Canada’s last mining frontier about to be opened – by Bill Mann, (MarketWatch.com – September 19, 2012)

http://www.marketwatch.com/

Baffin Island iron mine poses daunting logistical challenges

PORT TOWNSEND, Wash. (MarketWatch) — It’s been called “Ice Train Station Zebra” by some Canadian quipsters. No one has ever built a railway on huge Baffin Island, part of which is north of the bottom half of Greenland. That is, until now. A huge iron mine that will use the railroad was formally greenlit by the government last week after months of hearings, four years of planning, and big proxy fights.

You can almost hear the strains of “I’ve been working on the railroad…and freezing my butt off.” Some of the native people who live up in the Canadian territory of Nunavut and attended the government hearings hunt caribou for a living and said they didn’t know what a railroad might look like.

When the arctic railroad (possible name: Burlington Far Northern?) is completed, it will truly be an iron horse — hauling some of the purest iron ore in the world from the Mary River open-pit mine to a port that also needs to be built, at Steensby Inlet. About 25 million tons a year of ore, to be exact. Waiting for that ore will be ice-breaking freighters — also not yet built — which couldn’t have reached the area until climate change made it accessible.

Nunavut’s Impact Review Board, after months of hearings, put nearly 200 terms and conditions (almost all of them environmental) on the huge, C$4 billion Mary River project last week in its decision. The developer, Toronto-based Baffinlands Iron Mines Corporation (70% owned by Luxembourg-based steel-mining giant ArcelorMittal) is studying the proposal and has issued assurances it will be a responsible mega-extractor.

The reason someone is finally willing and able to build a railroad this far north?

A big part of it is climate change, which has also opened the Northwest Passage and other northern shipping routes to large yachts and cruise ships. Then there’s the high current demand for minerals, especially iron, among developing countries. Mining’s last frontier has become financially feasible, given high commodities prices. The huge Mary River deposit on Baffin Island was discovered 50 years ago by a Cessna-flying mining prospector, Murray Watts, who was amazed at the purity of the deposit.

Gordon McCreary, Baffinland’s CEO from 2004 to 2010 (when it was a small mining company), said in a 2006 interview: “You fly over the top, you see all that black stuff and your compass is spinning in circles.”

When iron prices shot up two years ago, Mary River owner Baffinland became the target of a global bidding war that pitted a U.S. private-equity fund against Luxembourg-based ArcelorMittal SA, the world’s largest steelmaker. After battling for months the two sides called a truce and made a joint offer last January. The takeover closed in March.
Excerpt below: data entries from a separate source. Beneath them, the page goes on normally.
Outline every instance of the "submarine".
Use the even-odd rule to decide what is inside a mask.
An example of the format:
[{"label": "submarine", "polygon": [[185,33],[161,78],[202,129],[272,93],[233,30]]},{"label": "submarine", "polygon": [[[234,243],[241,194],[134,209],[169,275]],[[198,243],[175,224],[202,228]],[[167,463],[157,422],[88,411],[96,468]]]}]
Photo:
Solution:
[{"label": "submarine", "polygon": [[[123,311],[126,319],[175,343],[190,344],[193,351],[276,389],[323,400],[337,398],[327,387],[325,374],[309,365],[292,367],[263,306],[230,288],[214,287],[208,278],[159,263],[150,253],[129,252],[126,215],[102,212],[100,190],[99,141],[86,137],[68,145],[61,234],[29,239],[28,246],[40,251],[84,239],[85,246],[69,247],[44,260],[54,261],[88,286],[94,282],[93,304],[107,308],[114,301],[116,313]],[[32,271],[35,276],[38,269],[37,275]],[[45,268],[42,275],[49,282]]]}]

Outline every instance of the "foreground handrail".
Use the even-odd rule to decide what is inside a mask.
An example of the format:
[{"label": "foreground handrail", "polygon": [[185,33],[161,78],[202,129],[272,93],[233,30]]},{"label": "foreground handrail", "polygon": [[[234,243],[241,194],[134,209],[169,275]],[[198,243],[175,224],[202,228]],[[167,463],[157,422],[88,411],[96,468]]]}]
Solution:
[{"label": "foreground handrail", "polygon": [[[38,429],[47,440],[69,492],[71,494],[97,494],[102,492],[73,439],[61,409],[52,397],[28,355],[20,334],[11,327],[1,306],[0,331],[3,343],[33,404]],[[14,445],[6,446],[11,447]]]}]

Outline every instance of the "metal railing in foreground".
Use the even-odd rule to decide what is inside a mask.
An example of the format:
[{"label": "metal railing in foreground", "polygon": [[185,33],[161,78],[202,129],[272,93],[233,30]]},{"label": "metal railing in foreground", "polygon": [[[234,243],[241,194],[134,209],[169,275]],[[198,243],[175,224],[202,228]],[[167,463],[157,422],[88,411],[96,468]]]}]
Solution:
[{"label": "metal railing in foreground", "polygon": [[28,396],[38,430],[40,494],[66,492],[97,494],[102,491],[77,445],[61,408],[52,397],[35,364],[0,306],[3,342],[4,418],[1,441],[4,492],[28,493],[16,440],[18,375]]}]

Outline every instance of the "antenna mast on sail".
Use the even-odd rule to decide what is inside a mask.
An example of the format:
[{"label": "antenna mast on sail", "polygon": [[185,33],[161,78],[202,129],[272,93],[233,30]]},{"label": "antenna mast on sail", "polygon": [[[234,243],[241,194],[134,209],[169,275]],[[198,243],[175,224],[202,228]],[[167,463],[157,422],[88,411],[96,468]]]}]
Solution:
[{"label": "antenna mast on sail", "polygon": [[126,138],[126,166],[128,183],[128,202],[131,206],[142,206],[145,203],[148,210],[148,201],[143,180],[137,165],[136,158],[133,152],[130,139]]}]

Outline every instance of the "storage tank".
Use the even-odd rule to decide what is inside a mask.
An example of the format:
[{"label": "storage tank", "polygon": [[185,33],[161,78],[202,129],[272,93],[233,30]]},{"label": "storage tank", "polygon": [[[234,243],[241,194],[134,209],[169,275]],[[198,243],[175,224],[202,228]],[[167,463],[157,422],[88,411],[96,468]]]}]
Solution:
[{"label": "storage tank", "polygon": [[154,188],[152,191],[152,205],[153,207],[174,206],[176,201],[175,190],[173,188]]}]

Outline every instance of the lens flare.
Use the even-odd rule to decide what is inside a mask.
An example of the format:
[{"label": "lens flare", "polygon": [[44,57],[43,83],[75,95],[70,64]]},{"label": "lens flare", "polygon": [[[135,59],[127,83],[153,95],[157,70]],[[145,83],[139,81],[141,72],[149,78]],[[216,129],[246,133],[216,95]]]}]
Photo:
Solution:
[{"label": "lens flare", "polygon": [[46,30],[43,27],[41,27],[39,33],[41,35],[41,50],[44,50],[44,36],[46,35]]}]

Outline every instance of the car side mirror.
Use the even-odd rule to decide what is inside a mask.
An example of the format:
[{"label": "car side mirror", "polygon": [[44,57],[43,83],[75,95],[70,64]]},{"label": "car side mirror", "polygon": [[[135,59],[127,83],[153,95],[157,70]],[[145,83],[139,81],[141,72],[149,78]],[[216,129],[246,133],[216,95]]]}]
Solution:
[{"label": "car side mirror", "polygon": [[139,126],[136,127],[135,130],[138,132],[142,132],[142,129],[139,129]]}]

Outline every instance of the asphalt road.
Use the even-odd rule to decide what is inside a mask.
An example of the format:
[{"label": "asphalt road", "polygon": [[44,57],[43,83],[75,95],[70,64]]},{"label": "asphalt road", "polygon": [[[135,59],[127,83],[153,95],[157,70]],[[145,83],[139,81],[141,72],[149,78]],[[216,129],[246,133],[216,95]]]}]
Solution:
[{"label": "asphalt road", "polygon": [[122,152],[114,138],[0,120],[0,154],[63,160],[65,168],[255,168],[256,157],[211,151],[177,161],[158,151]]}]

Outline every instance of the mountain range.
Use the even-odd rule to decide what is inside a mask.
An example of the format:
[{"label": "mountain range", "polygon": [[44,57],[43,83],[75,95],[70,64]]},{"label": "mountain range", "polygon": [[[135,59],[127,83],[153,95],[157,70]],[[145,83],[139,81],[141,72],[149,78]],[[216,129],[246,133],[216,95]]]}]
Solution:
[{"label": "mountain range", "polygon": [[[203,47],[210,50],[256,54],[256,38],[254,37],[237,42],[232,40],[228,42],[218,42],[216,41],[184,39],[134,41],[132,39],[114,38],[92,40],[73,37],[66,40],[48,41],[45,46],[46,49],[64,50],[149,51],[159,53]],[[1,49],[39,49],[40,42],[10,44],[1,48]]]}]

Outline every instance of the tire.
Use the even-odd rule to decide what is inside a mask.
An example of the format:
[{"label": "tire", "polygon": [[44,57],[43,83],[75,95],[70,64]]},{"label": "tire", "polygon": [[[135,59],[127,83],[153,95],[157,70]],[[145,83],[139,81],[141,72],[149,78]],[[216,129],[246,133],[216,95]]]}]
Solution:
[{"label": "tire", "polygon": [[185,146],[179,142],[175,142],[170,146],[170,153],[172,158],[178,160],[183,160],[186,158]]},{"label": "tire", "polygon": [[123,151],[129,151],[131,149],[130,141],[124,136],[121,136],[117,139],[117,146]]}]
Arcelor controls 70% of Baffinland.

The purity of the iron ore at Mary River, around 70 %, means that, as one Canadian media report put it, “it can be picked up, dusted off, and tossed into a blast furnace.”

A blast furnace in Europe, that is. That’s perhaps the trickiest part — getting it to the ships from the open-pit mine.

When I first wrote about the Mary River project here almost two years ago, the scale of the operation seemed immense and daunting. It still does. Some 5,000 jobs will be created by the building of the 70-mile-long railroad, as well as special locomotives, a seaport, and 10 huge icebreaking cargo ships, all bigger than anything plying the Atlantic.

An airstrip also needs to be built to handle commercial jets.